Connectome predictive modeling of trait mindfulness
Isaac N. Treves, Aaron Kucyi, Madelynn Park, Tammi R. A. Kral, Simon B. Goldberg, Richard J. Davidson, Melissa A. Rosenkranz, Susan Whitfield‐Gabrieli, John D. E. Gabrieli
bioRxiv (Cold Spring Harbor Laboratory) July 14, 2024 preprint DOI: 10.1101/2024.07.09.602725 via OpenAlex
Summary
Trait mindfulness—the tendency to attend to present-moment experience non-judgmentally—is linked to better mental health, but its neural basis remains unclear. In the largest resting-state fMRI study of trait mindfulness to date, involving 367 adults across three samples, researchers used connectome predictive modeling to test whether brain connectivity patterns could predict mindfulness scores. No connections predicted overall trait mindfulness, but models for two subscales—Acting with Awareness and Non-judging—were identified. Positive networks for these subscales involved fronto-parietal and default-mode networks, respectively.
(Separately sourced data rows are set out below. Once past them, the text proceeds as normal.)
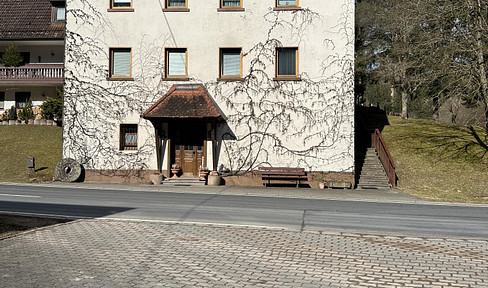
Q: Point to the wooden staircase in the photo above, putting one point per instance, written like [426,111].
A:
[372,174]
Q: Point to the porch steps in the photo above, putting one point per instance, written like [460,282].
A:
[373,175]
[184,182]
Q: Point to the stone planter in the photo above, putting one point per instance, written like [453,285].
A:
[214,179]
[203,175]
[175,173]
[156,179]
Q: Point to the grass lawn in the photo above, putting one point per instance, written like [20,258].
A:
[439,161]
[20,142]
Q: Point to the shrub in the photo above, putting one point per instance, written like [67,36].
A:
[12,57]
[53,108]
[12,113]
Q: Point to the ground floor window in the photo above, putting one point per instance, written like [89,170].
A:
[21,99]
[128,137]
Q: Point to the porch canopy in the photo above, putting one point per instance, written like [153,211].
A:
[193,115]
[185,101]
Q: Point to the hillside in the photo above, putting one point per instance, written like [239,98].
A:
[19,142]
[439,161]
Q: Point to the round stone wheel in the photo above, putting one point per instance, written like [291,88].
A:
[67,170]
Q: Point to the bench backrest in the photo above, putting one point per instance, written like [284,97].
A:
[282,170]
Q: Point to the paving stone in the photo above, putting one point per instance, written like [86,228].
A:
[109,253]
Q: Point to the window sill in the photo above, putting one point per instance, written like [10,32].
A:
[176,10]
[176,79]
[120,79]
[232,9]
[120,10]
[230,79]
[289,8]
[287,78]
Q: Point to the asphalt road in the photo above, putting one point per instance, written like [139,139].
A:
[420,220]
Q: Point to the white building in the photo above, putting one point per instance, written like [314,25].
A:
[37,29]
[230,85]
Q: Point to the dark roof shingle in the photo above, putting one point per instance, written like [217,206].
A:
[28,19]
[185,101]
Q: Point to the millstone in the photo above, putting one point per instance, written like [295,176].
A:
[67,170]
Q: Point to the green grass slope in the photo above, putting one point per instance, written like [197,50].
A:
[438,161]
[20,142]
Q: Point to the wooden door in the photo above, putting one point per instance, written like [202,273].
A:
[190,158]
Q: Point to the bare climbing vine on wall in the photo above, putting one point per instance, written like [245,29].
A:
[264,116]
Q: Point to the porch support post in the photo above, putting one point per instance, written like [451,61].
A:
[158,144]
[214,148]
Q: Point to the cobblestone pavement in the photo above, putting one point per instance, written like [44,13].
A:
[108,253]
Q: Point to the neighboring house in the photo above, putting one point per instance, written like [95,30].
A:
[37,28]
[225,84]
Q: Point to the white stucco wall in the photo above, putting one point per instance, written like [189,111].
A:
[308,123]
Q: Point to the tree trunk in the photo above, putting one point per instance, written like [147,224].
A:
[404,105]
[481,61]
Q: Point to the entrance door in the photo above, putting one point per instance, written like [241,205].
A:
[188,147]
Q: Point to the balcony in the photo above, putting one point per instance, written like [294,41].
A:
[32,74]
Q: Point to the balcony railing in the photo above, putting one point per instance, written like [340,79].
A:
[33,73]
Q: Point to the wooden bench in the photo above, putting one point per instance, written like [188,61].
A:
[282,173]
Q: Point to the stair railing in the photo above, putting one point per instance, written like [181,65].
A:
[378,143]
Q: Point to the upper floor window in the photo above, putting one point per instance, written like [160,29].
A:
[176,5]
[287,4]
[58,11]
[230,5]
[120,63]
[287,63]
[176,63]
[121,3]
[230,63]
[121,6]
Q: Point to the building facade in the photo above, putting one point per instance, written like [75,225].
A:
[228,85]
[37,29]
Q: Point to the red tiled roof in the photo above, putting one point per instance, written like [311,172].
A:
[28,19]
[185,101]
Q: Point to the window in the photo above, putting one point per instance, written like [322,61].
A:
[121,3]
[21,99]
[287,63]
[128,137]
[230,63]
[120,6]
[58,11]
[120,63]
[176,63]
[176,5]
[282,3]
[230,3]
[2,100]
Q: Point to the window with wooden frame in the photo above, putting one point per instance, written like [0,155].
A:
[286,5]
[58,12]
[231,5]
[121,6]
[120,64]
[128,137]
[287,63]
[176,5]
[230,64]
[176,63]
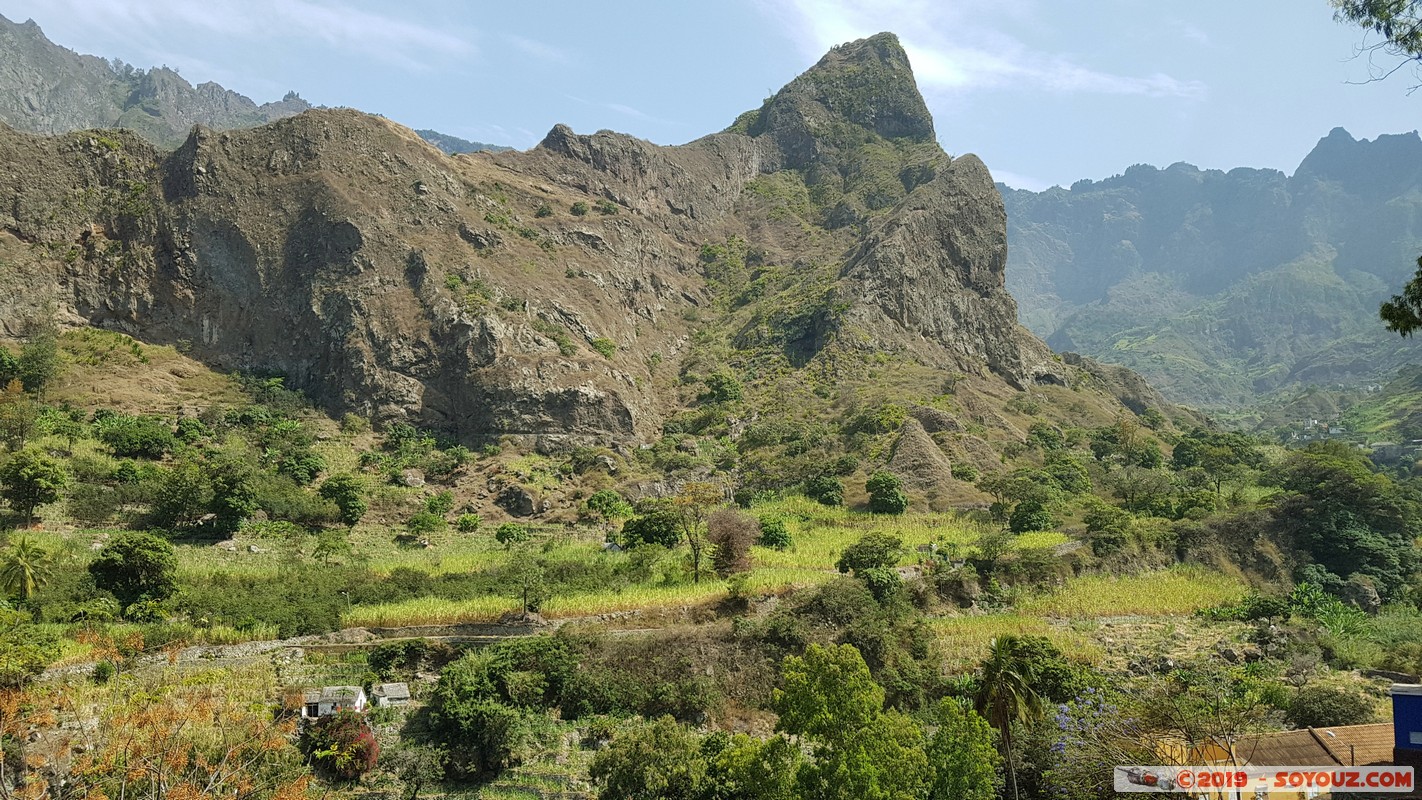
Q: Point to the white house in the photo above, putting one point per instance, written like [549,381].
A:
[390,695]
[330,699]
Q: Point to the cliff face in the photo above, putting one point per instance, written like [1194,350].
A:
[1223,286]
[551,294]
[47,88]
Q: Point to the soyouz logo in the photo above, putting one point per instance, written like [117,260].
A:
[1209,780]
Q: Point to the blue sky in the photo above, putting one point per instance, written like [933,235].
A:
[1045,91]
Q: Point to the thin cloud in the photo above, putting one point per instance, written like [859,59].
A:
[539,50]
[336,24]
[952,49]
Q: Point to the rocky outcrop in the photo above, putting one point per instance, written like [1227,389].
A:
[47,88]
[465,294]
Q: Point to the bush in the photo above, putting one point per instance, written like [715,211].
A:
[440,503]
[774,533]
[731,534]
[825,490]
[886,493]
[509,534]
[1326,706]
[425,523]
[135,436]
[605,346]
[341,745]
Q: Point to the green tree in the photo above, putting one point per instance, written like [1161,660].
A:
[886,493]
[963,755]
[659,760]
[349,495]
[826,490]
[859,750]
[24,569]
[332,542]
[30,479]
[694,505]
[1007,695]
[417,766]
[17,415]
[39,363]
[137,566]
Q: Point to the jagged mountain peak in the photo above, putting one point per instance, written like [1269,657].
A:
[863,85]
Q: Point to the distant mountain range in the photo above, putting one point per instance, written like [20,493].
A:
[46,88]
[1222,287]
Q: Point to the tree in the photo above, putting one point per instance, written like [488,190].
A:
[39,363]
[872,552]
[417,766]
[30,479]
[332,542]
[349,495]
[859,750]
[528,580]
[1327,706]
[1399,23]
[963,756]
[24,569]
[731,533]
[657,523]
[1007,695]
[137,566]
[694,505]
[826,490]
[343,745]
[886,493]
[508,534]
[17,415]
[660,760]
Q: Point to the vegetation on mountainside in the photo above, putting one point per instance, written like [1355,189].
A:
[256,517]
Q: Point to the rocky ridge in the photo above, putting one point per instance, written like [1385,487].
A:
[556,294]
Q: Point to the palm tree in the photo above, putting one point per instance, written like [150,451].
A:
[1007,695]
[24,567]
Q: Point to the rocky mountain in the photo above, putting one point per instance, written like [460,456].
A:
[454,145]
[46,88]
[822,250]
[1220,287]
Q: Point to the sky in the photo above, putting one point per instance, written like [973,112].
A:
[1045,91]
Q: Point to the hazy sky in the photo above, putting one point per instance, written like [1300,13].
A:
[1045,91]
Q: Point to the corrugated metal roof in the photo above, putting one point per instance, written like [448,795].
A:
[1314,746]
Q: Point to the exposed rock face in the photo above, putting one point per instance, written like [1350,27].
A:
[50,90]
[462,294]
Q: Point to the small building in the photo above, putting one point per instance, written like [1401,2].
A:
[330,699]
[390,695]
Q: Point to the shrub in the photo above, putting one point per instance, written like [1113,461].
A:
[137,436]
[341,745]
[886,493]
[731,533]
[509,534]
[440,503]
[605,346]
[774,533]
[825,490]
[425,523]
[1326,706]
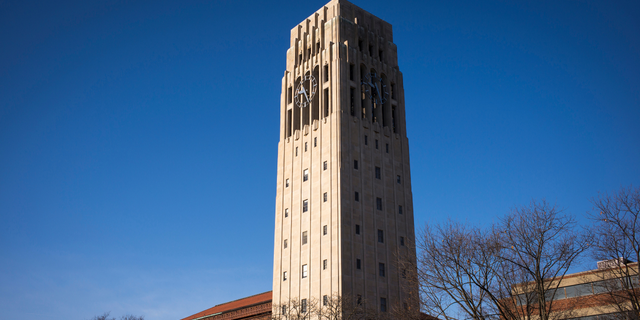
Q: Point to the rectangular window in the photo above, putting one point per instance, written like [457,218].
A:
[326,72]
[326,102]
[352,102]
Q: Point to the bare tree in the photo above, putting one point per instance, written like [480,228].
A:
[295,309]
[617,234]
[105,316]
[510,271]
[541,244]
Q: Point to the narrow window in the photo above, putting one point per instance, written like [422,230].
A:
[326,102]
[352,101]
[326,72]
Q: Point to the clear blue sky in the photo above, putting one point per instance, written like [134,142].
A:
[138,139]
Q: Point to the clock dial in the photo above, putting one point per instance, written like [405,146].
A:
[375,88]
[305,91]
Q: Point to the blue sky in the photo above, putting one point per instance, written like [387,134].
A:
[138,140]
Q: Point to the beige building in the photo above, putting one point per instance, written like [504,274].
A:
[344,209]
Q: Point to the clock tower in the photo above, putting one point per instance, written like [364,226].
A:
[344,209]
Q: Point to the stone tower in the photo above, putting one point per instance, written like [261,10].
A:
[344,209]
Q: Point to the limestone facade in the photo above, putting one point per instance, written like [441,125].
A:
[344,208]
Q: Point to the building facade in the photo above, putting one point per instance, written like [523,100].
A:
[344,209]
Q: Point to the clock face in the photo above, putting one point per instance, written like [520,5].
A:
[305,91]
[374,88]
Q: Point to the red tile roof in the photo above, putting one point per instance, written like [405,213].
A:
[236,304]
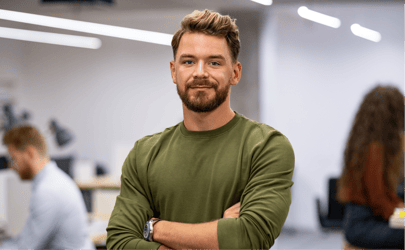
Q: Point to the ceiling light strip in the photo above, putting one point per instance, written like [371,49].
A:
[365,33]
[88,27]
[314,16]
[264,2]
[50,38]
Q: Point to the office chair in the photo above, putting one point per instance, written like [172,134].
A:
[334,218]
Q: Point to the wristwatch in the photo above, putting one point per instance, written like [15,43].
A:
[148,229]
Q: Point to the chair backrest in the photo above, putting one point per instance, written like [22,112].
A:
[335,209]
Negative networks, which overlapped across subscales, included somatomotor, visual, and default-mode connections. Only negative networks generalized to predict subscale scores in some out-of-sample datasets, and predictions correlated negatively with a mind-wandering model. The incomplete generalization and model overlap highlight the challenge of identifying robust brain markers for mindfulness facets.
Study at a glance
| Characteristics | Pre-registered connectome predictive modeling analysis Preregistered |
|---|---|
| Sample size | 367 |
| Population | Adults across three samples collected at different sites |
| Topics | Meditation |
| Keywords | Connectome Trait Cognitive psychology Computer science |
| Citations | 1 |
| Key finding | No connections predicted overall trait mindfulness, but neural models for two subscales—Acting with Awareness and Non-judging—were identified, with only negative networks generalizing to predict subscale scores out-of-sample, and not across both test datasets. |
Abstract
Abstract Introduction Trait mindfulness refers to one’s disposition or tendency to pay attention to their experiences in the present moment, in a non-judgmental and accepting way. Trait mindfulness has been robustly associated with positive mental health outcomes, but its neural underpinnings are poorly understood. Prior resting-state fMRI studies have associated trait mindfulness with within- and between-network connectivity of the default-mode (DMN), fronto-parietal (FPN), and salience networks. However, it is unclear how generalizable the findings are, how they relate to different components of trait mindfulness, and how other networks and brain areas may be involved. Methods To address these gaps, we conducted the largest resting-state fMRI study of trait mindfulness to-date, consisting of a pre-registered connectome predictive modeling analysis in 367 adults across three samples collected at different sites. Results In the model-training dataset, we did not find connections that predicted overall trait mindfulness, but we identified neural models of two mindfulness subscales, Acting with Awareness and Non-judging . Models included both positive networks (sets of pairwise connections that positively predicted mindfulness with increasing connectivity) and negative networks, which showed the inverse relationship. The Acting with Awareness and Non-judging positive network models showed distinct network representations involving FPN and DMN, respectively. The negative network models, which overlapped significantly across subscales, involved connections across the whole brain with prominent involvement of somatomotor, visual and DMN networks. Only the negative networks generalized to predict subscale scores out-of-sample, and not across both test datasets. Predictions from both models were also negatively correlated with predictions from a well-established mind-wandering connectome model. Conclusions We present preliminary neural evidence for a generalizable connectivity models of trait mindfulness based on specific affective and cognitive facets. However, the incomplete generalization of the models across all sites and scanners, limited stability of the models, as well as the substantial overlap between the models, underscores the difficulty of finding robust brain markers of mindfulness facets.